Ser – Já tem resultados práticos?
Saldiva – Muitos. Temos mais de 20 artigos publicados nas melhores revistas científicas. Um dos conhecimentos mais importantes proporcionado pelo projeto é que educação e escolaridade são importantes fatores de proteção contra a demência. Isso foi evidenciado. Temos, também, um projeto muito interessante em curso, para saber o papel da poluição no aceleramento do processo de envelhecimento cerebral. Há muita gente trabalhando nesses projetos.
Ser – O senhor continua se locomovendo de bicicleta? Continua tocando gaita?
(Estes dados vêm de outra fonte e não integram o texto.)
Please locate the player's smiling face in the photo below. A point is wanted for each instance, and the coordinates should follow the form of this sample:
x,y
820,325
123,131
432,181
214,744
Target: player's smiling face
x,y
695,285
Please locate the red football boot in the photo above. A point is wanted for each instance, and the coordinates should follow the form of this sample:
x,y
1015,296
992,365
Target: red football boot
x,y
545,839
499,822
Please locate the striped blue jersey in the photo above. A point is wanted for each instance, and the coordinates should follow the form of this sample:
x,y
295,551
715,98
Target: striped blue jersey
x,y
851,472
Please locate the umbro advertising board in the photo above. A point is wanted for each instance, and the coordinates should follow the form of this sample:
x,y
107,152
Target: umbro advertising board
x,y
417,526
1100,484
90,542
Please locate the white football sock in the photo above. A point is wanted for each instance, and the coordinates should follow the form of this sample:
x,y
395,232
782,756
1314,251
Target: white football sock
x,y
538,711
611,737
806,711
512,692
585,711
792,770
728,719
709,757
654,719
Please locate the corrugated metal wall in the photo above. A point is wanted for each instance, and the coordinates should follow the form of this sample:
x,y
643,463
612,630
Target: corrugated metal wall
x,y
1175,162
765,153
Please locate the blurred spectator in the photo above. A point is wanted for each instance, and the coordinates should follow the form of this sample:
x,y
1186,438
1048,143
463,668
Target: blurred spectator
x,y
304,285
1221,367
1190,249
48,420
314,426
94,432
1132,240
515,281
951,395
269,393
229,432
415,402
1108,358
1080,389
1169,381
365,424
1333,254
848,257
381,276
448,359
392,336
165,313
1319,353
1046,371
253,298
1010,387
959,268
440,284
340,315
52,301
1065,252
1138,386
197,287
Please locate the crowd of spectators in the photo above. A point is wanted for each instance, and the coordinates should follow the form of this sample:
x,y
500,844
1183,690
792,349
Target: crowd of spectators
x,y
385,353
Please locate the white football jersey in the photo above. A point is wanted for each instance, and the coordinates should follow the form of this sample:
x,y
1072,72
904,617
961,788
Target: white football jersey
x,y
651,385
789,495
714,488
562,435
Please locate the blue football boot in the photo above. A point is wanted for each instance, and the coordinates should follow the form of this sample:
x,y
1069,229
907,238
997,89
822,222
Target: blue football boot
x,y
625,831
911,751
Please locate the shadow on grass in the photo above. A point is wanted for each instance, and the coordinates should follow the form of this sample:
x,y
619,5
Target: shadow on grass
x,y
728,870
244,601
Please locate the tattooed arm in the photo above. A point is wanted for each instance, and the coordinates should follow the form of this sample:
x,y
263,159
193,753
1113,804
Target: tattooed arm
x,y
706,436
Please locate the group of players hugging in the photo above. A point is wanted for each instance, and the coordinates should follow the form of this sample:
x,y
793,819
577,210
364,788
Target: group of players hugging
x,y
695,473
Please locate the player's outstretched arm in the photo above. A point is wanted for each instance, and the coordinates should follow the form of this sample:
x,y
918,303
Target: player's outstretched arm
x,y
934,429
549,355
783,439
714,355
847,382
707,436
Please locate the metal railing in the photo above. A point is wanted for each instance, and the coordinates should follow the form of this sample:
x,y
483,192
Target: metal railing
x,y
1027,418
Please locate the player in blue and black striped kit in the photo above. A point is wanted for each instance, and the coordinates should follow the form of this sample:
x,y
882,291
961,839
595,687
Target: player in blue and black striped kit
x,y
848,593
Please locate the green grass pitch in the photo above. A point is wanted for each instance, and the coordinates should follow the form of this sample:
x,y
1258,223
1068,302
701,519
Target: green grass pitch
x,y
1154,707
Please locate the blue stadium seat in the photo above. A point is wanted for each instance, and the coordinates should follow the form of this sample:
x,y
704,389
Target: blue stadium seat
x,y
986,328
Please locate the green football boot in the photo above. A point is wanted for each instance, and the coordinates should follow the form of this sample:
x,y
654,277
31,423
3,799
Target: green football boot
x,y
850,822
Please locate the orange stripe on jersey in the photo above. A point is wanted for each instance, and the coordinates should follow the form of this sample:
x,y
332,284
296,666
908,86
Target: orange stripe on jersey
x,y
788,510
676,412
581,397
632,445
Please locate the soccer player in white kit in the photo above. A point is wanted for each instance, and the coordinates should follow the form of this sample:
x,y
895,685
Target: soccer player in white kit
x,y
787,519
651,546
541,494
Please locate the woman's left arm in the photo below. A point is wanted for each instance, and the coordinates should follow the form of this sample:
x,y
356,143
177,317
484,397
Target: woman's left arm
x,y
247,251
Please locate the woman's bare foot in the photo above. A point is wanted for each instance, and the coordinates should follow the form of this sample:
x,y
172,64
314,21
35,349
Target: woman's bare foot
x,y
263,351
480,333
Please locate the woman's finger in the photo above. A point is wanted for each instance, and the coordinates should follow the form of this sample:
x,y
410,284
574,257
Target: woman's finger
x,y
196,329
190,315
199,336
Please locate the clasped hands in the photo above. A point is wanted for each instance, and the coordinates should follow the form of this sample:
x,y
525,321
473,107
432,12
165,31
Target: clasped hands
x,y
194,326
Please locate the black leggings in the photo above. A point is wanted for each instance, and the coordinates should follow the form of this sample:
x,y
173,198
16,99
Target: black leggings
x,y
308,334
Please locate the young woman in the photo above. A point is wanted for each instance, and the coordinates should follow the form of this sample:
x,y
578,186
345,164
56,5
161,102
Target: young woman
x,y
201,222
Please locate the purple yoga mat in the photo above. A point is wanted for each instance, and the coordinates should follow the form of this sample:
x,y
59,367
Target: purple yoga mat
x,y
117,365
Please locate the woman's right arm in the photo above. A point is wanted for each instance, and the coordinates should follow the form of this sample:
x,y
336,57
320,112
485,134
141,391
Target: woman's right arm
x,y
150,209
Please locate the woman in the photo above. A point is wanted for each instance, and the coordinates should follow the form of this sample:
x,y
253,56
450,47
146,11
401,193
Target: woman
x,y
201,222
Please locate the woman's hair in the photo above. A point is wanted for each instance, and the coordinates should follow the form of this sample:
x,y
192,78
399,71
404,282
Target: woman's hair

Saldiva – Sim. Tive um acidente, mas já estou usando a bicicleta novamente para me locomover. Faço isso desde os 17 anos. Para mim, é a hora em que vejo a cidade. São Paulo é uma cidade feia, mas tem personalidade. A bicicleta dá uma amplitude visual. Se você entra em um carro e fica se defendendo no trânsito, a cidade passa a ser um obstáculo e não um lugar de encontro. Acho que a bicicleta é uma espécie de adolescência que mantive e pretendo manter. E continuo tocando gaita, um pouco menos porque tenho chegado em casa muito tarde; tenho tido uma dupla jornada de trabalho. Gosto também de fazer fotos e voltei a escrever um pouco de literatura.